Live routing and repartition cutover
This is a development note. It records how routing stays current on clients and how a live repartition is finalized safely, plus the assumptions each step relies on.
The pieces
Section titled “The pieces”-
Initial routing. On connect a client fetches the cluster topology (
Op::Topology->TopologyOk) and fills its routing cache (per-partition owners + partition counts). Standalone brokers return an empty topology and the client routes to partition 0. -
Correctness backstop (always on). Every publish carries the
partitioning_versionit routed under. An owner that receives traffic routed under a stale version rejects/redirects it (Op::Redirectnames the current owner). This is what makes routing correct during any change; everything below only makes it cleaner and quieter. -
Live topology push. When the routing content changes (owners, partition counts, partitioning versions) the broker pushes a
TopologyUpdate(op 101, same body asTopologyOk) to each connection. The client applies it to its routing cache (replace + pool prune, generation-guarded against stale/out-of-order pushes) and acks the generation it now reflects (TopologyUpdateAck, op 102). The initial snapshot still comes from the client’sTopologyRequest; the push carries the deltas. The trigger is the routing content, not the raw coordination generation. The generation bumps on any committed metadata change cluster-wide (any topic’s declare, a transition marker, runtime settings, an unrelated failover), so triggering on it would re-push an identical topology to every client whenever anything anywhere changed. (Heartbeats and other label-only updates do not bump the generation - the state machine absorbs them silently - so this is not a per-heartbeat storm, but it is still far more often than a given client’s routing actually changes.) Content-triggering pushes only when this client’s routing changed. The pushed frame still carries the live generation, which is what the client acks. -
Adoption tracking. The broker records, per connection, the highest generation that connection has acked (
TopologyAdoptionTracker). It reports the lowest acked generation across its connections as a heartbeat label (fibril/topology_adoption). The controller takes the cluster-wide minimum (global_topology_adoption) as the fleet’s adoption floor. -
Cutover fencing. A live repartition (grow/shrink) writes a transition marker, bumps the partitioning version (the routing cutover), and drains the pre-cutover backlog of the old partitions. The controller finalizes the transition (retiring shrunk-away partitions and clearing the marker) only once the backlog has drained and the fleet has adopted the new routing (or an adoption timeout elapses).

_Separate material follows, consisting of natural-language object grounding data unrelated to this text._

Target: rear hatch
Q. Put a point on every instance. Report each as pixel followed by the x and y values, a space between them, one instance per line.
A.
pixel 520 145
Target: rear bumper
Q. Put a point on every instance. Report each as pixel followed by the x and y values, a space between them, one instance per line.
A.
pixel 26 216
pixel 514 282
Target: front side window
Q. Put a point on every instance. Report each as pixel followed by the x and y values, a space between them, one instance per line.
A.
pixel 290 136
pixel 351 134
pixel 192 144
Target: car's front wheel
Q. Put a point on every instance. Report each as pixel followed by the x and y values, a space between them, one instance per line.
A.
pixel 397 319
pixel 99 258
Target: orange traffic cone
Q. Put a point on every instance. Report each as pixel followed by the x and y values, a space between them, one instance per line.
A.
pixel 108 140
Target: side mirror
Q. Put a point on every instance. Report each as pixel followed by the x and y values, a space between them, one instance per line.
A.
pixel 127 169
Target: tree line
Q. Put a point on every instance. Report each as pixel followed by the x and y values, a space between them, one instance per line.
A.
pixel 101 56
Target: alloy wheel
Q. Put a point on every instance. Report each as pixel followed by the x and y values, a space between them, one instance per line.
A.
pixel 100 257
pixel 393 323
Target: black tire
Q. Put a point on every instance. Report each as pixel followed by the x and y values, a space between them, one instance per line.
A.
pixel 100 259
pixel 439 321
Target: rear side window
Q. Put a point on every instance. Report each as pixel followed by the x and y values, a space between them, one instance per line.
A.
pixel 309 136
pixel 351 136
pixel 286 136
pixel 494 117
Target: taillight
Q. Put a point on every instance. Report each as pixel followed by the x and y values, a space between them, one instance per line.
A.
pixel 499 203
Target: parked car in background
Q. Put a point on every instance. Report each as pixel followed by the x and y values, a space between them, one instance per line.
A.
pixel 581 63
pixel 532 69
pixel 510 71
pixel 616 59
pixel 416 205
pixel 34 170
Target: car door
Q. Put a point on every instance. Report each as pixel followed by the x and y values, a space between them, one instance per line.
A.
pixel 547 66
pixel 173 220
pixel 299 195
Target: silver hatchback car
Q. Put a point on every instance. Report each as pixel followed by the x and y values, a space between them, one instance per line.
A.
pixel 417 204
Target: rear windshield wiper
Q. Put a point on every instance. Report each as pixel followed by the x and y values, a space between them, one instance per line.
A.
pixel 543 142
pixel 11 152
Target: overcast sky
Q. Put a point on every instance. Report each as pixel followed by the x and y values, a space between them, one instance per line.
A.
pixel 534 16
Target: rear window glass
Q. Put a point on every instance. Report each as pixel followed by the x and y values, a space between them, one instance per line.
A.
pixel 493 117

The two counters, and the bridge between them
Section titled “The two counters, and the bridge between them”There are two independent counters, and conflating them is the easy mistake:
- Topology generation is the coordination committed-snapshot generation. It is
what
TopologyOk.generationcarries and what a client acks. - Partitioning version is per
(topic, group)and is what publishes are fenced on.
A repartition tracks the partitioning version, but a client acks the topology
generation. To relate them, the transition marker carries an
adoption_generation: the topology generation that reflects the new partitioning.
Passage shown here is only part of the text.